|
|
|
|
|
by NDizzle
4515 days ago
|
|
I also took a few days a few weeks ago to setup elastic search after my mysql full text search fell apart. What I'm doing is slamming the full text output of OCRed PDFs into a MyISAM table, the entire document in a text field. What I'm afraid I'm not doing right is creating the web interface to search elasticsearch. What I'm using filters with the query string syntax[1] in the search box, pointing directly at that fulltext column. I'm also using the highlight functionality so that I can specify how many highlight blurbs to return with the result. The query string syntax works great with the OCR'd text, because most of it is near-garbage (as most ocr is) so you can search for something like "net sales"~50 to find those two terms within 50 words of each other. I think the results were something like:
net sales 15,000 results
"net sales" 120 results
"net sales"~50 550 results Can anyone point me at a good web based search implementation using elasticsearch that explains how they're doing it?
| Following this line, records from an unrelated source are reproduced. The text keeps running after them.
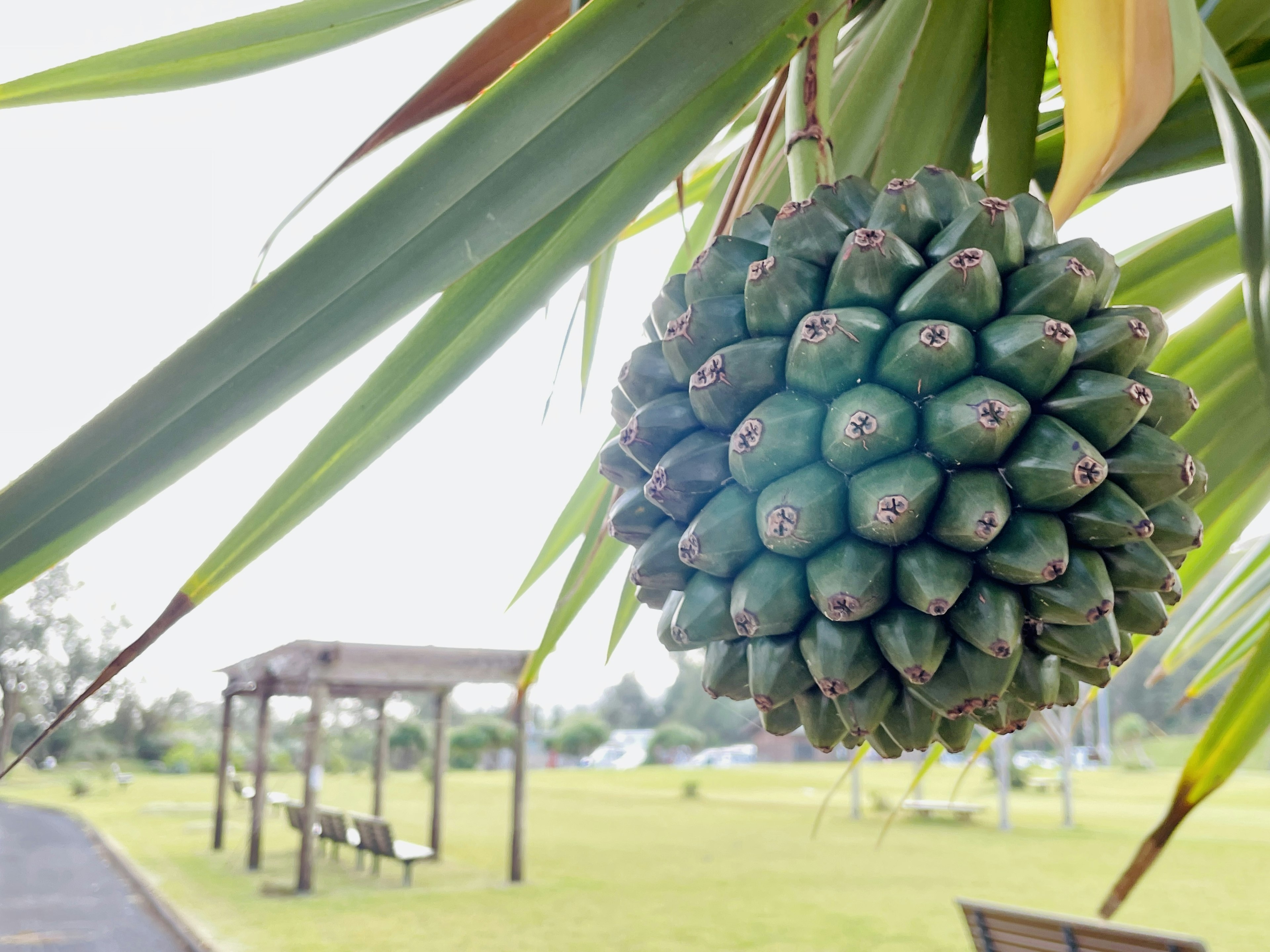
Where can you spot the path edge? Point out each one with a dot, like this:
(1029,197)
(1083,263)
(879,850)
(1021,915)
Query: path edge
(186,932)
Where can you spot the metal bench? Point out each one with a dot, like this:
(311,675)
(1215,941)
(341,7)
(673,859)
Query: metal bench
(929,808)
(995,928)
(376,837)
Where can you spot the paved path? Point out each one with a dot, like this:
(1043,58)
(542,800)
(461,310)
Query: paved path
(58,892)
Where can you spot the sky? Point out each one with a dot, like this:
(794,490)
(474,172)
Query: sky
(129,224)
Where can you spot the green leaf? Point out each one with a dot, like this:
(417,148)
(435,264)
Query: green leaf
(1171,268)
(601,86)
(1018,35)
(220,51)
(597,556)
(1248,151)
(570,525)
(870,75)
(597,285)
(945,64)
(627,607)
(1236,728)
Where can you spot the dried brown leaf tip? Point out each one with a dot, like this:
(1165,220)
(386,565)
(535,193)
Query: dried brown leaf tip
(747,436)
(1058,332)
(1074,264)
(964,261)
(995,206)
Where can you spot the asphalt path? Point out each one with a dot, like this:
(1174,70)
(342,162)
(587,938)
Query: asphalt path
(58,892)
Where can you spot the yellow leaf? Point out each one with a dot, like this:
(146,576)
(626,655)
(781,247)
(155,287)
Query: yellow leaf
(1116,61)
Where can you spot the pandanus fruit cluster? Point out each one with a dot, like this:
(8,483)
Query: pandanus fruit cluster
(898,466)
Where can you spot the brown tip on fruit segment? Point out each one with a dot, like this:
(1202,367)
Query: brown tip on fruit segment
(992,414)
(966,259)
(818,327)
(709,374)
(1060,332)
(690,547)
(832,687)
(783,521)
(680,327)
(986,525)
(747,436)
(995,206)
(1140,394)
(761,270)
(867,239)
(891,508)
(746,622)
(860,426)
(790,209)
(841,607)
(656,487)
(934,336)
(1087,471)
(1074,264)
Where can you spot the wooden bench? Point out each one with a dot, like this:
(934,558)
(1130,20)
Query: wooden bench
(995,928)
(1044,784)
(376,838)
(929,808)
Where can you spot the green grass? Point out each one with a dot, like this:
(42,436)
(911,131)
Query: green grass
(623,861)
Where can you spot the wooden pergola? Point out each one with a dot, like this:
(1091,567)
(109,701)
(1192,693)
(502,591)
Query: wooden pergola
(322,671)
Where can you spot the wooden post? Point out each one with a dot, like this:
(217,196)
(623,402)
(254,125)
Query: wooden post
(262,766)
(381,757)
(313,785)
(222,775)
(440,756)
(1001,752)
(519,794)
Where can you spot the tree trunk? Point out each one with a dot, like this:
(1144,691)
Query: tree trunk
(8,713)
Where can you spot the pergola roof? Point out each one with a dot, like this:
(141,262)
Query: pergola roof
(370,671)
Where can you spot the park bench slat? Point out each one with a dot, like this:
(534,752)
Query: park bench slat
(995,928)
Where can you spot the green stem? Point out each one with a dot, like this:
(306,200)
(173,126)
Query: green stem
(807,98)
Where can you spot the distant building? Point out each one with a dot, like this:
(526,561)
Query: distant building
(786,748)
(621,752)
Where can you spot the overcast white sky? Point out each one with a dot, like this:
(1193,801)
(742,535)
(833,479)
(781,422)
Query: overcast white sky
(129,224)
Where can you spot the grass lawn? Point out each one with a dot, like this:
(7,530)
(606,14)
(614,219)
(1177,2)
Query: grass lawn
(623,861)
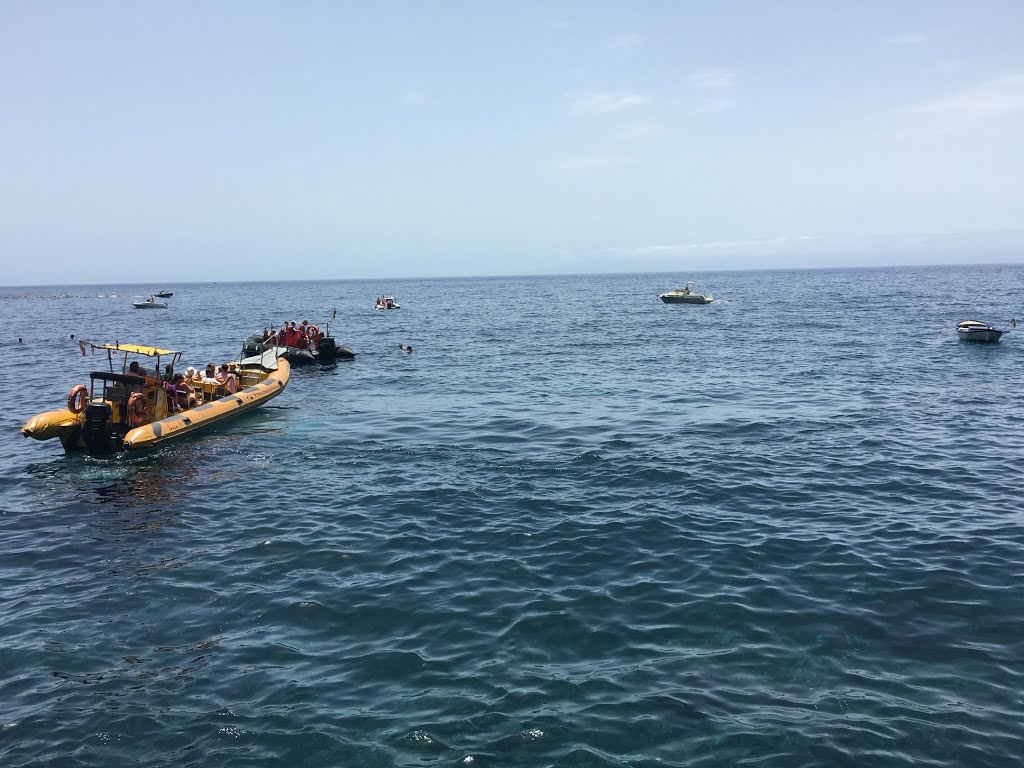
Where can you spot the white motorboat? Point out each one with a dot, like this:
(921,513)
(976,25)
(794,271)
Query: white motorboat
(978,331)
(150,303)
(685,295)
What I have works pretty good, I just want to... check my work, I guess. [1]: http://www.elasticsearch.org/guide/en/elasticsearch/referenc... |
|
The main thing for good stability and performance is to be very good at batching your updates. You don't want to sling a ton of highly-parallel single-document updates at Lucene, lest you thrash the JVM and start garbage collecting like crazy.
From there, on the query side, you'll want to get a good working knowledge of the different tokenization and analysis options. There are a lot of subtle and interesting combinations to be had in there that influence performance and relevance of your search results.